Workaround validated: removing the AArch64 jit BWD_W (SVE-256) path from the CPU convolution list avoids the failure (fallback path passes like it already does for Neoverse N1 & Neoverse V2).
Expected behavior
Backward-weights results should match the naïve reference (and mkldnn-disabled PyTorch path) with zero elementwise diffs for these configs.
Additional notes
- After applying the fix from PR #4081, PyTorch unit tests and nightly suite pass; the attached gtest shows new path == reference.
- Toggle: ONEDNN_AARCH64_DW_BWDW_USE_OLD=1 (legacy) vs unset (new).
Attachments
-
src/cpu/aarch64/jit_uni_dw_convolution.cppkernel version with legacy/new path toggle -
tests/gtests/test_convolution_backward_weights_dw_compare.cpp(gtest repro; includes env flag to toggle old/new)
Related PR
- https://github.com/uxlfoundation/oneDNN/pull/4081
Hi Gassan, if you could find the smallest reproducible shape, and the actual value of the input tensors that fail in PyTorch, that would be very helpful
Hi @Ryo-not-rio, the smallest possible pytorch failure case is the one above. However it can also be replicated with
C= 8 H=W=6 S=2
Attributes for kernel selection (jit 256 bwdw):
- C multiples of 8
- H = W >= 6 (and multiples of 2)
- Dilation=1
- Stride>1
The input and weight values are ones in the test.

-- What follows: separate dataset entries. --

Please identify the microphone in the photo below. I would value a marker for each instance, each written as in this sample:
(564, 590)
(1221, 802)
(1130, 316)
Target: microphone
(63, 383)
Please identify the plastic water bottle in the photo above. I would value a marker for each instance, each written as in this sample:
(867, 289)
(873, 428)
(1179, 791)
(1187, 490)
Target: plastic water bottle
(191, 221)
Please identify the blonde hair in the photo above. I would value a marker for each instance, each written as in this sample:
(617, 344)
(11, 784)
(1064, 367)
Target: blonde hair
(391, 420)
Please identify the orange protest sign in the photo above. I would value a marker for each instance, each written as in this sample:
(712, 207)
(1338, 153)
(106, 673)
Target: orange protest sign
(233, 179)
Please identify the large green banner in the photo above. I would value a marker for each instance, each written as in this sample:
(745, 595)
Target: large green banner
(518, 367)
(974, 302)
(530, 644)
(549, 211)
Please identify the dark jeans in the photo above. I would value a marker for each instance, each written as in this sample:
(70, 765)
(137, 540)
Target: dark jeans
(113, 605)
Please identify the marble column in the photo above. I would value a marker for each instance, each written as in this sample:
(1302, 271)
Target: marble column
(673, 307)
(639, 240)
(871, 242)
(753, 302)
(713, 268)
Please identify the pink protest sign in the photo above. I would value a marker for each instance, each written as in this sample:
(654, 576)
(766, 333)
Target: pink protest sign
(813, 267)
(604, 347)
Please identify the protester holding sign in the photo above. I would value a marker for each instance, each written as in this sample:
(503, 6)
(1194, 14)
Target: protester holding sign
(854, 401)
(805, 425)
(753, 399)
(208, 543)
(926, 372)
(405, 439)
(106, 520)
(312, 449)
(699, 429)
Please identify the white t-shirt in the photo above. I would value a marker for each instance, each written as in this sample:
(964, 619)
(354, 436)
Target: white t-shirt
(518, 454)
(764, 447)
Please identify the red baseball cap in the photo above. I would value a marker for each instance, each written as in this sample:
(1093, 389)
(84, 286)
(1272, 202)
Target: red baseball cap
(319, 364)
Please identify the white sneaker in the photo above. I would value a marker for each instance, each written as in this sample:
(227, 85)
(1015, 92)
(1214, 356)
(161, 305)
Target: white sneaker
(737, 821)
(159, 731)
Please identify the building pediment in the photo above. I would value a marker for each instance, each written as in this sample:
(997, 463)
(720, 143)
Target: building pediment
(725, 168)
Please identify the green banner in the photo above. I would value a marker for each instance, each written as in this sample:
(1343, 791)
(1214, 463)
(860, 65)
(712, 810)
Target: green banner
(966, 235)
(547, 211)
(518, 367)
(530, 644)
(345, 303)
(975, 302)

-DDNNL_ENABLE_CONCURRENT_EXEC=ON
Is this needed to trigger your bug?
@Sqvid no. I've just removed it.
With C= 8 H=W=6 S=2, could you post the output of printing the input and weight tensors in PyTorch? It would be good to get an idea of the dtype we're dealing with. Is it floats, negative numbers, Infs etc.